Spicy Asian Meatballs
User Reviews
5
Spicy Asian Meatballs
Description
Spicy Asian Meatballs use ground pork mixed with chopped cilantro, Thai basil, scallions, garlic, and crushed red pepper flakes, bound together with cornstarch and flavor-enhanced with fish sauce and sugar. After forming into roughly 20 meatballs and chilling briefly, they are pan-fried over medium-high heat until browned and cooked through.
A flavorful sauce is then made in the same skillet by deglazing with chicken or pork stock and adding Shaoxing wine, light and dark soy sauces, additional fish sauce, and sugar. A cornstarch slurry thickens this sauce, which is brightened with fresh lime juice before the meatballs return to warm through and absorb the sauce.

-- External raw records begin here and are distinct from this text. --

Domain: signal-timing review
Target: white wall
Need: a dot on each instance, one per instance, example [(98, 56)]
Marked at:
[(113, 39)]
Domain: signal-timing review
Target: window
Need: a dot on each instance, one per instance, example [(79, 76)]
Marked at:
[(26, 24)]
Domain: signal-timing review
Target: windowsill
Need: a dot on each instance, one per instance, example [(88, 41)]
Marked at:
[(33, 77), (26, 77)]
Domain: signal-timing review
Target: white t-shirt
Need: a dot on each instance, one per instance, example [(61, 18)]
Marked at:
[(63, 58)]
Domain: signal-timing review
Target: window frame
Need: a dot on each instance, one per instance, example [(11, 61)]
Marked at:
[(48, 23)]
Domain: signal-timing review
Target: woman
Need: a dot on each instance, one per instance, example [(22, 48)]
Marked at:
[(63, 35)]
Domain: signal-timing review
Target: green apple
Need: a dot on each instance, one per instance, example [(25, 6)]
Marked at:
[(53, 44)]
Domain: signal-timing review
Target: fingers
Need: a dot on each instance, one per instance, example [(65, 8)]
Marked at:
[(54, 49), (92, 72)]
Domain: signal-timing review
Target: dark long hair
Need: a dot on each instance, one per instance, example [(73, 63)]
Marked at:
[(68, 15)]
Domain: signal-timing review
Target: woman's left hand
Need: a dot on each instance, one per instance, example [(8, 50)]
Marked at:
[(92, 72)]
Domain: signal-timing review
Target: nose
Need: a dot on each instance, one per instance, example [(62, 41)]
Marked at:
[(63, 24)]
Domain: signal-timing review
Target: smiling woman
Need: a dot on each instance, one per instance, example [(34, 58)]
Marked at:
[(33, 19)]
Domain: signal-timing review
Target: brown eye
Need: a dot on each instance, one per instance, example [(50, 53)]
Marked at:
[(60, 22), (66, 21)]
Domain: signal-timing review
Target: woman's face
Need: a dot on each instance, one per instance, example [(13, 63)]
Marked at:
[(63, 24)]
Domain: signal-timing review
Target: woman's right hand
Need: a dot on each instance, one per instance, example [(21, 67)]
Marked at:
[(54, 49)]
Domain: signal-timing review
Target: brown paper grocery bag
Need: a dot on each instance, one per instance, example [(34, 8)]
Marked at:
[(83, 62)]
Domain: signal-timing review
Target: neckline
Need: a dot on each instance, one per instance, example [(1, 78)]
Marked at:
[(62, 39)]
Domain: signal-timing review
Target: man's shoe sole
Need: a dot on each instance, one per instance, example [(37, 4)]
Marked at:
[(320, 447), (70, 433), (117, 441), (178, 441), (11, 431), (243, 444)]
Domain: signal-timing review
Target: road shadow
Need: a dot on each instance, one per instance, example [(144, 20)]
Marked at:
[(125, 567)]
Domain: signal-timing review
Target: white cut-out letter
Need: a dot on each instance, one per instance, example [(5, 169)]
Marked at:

The resulting dish balances aromatic herbs, savory meat, and a spicy, tangy sauce. These meatballs can be a main dish served with rice or noodles and pack a nuanced flavor profile from the fresh herbs and Asian condiments.
The recipe makes approximately 20 meatballs.
Ingredients
- 1 pound ground pork
- 2 tablespoons cilantro (chopped)
- 2 tablespoons Thai basil (chopped)
- 1 scallion (chopped)
- 3 cloves garlic (minced)
- 1 teaspoon red pepper flakes
- 1 tablespoon cornstarch
- 2 tablespoons fish sauce (divided)
- 4 teaspoons sugar (divided)
- ½ cup chicken stock or pork stock
- 3 tablespoons Shaoxing wine (or any rice wine or dry sherry)
- 2 teaspoons soy sauce light
- 1/2 teaspoon dark soy sauce
- 1 teaspoon cornstarch (dissolved into 1 tablespoon water)
- 1 lime (juiced)
Instructions
- In a bowl, combine the ground pork, cilantro, basil, scallions, garlic, crushed red pepper flakes, cornstarch, 1 tablespoon fish sauce, and 2 teaspoons sugar. Form into meatballs (you should get about 20). Place the meatballs on a parchment-lined baking sheet, and transfer to the freezer for 20 minutes.
- After the meatballs have been chilled, heat a tablespoon of oil in a cast iron or nonstick skillet over medium high heat. Fry the meatballs until browned on all sides and cooked through. Remove from the pan and set aside.
- Put the skillet over medium heat, and immediately add the stock to deglaze, scraping up the bits at the bottom of the pan. Add the Shaoxing wine, light soy sauce, dark soy sauce, the remaining tablespoon of fish sauce, and remaining 2 teaspoons of sugar.
- Bring to a simmer, and add the cornstarch slurry. Stir for a couple minutes, until thickened. Add the lime juice and the meatballs back into the pan. Simmer the meatballs until fully warmed through, and serve!
Notes
- This recipe yields about 20 flavorful meatballs.
Nutrition Information
Show DetailsNutrition Facts
Serving: 4Serving
Amount Per Serving
Calories 362 kcal
% Daily Value*
| Calories | 362kcal | 18% |
| Carbohydrates | 10g | 3% |
| Protein | 21g | 42% |
| Fat | 24g | 37% |
| Saturated Fat | 9g | 45% |
| Cholesterol | 83mg | 28% |
| Sodium | 953mg | 40% |
| Potassium | 402mg | 9% |
| Fiber | 1g | 4% |
| Sugar | 5g | 10% |
| Vitamin A | 245IU | 5% |
| Vitamin C | 4.3mg | 5% |
| Calcium | 24mg | 2% |
| Iron | 1.3mg | 7% |
* Percent Daily Values are based on a 2,000 calorie diet.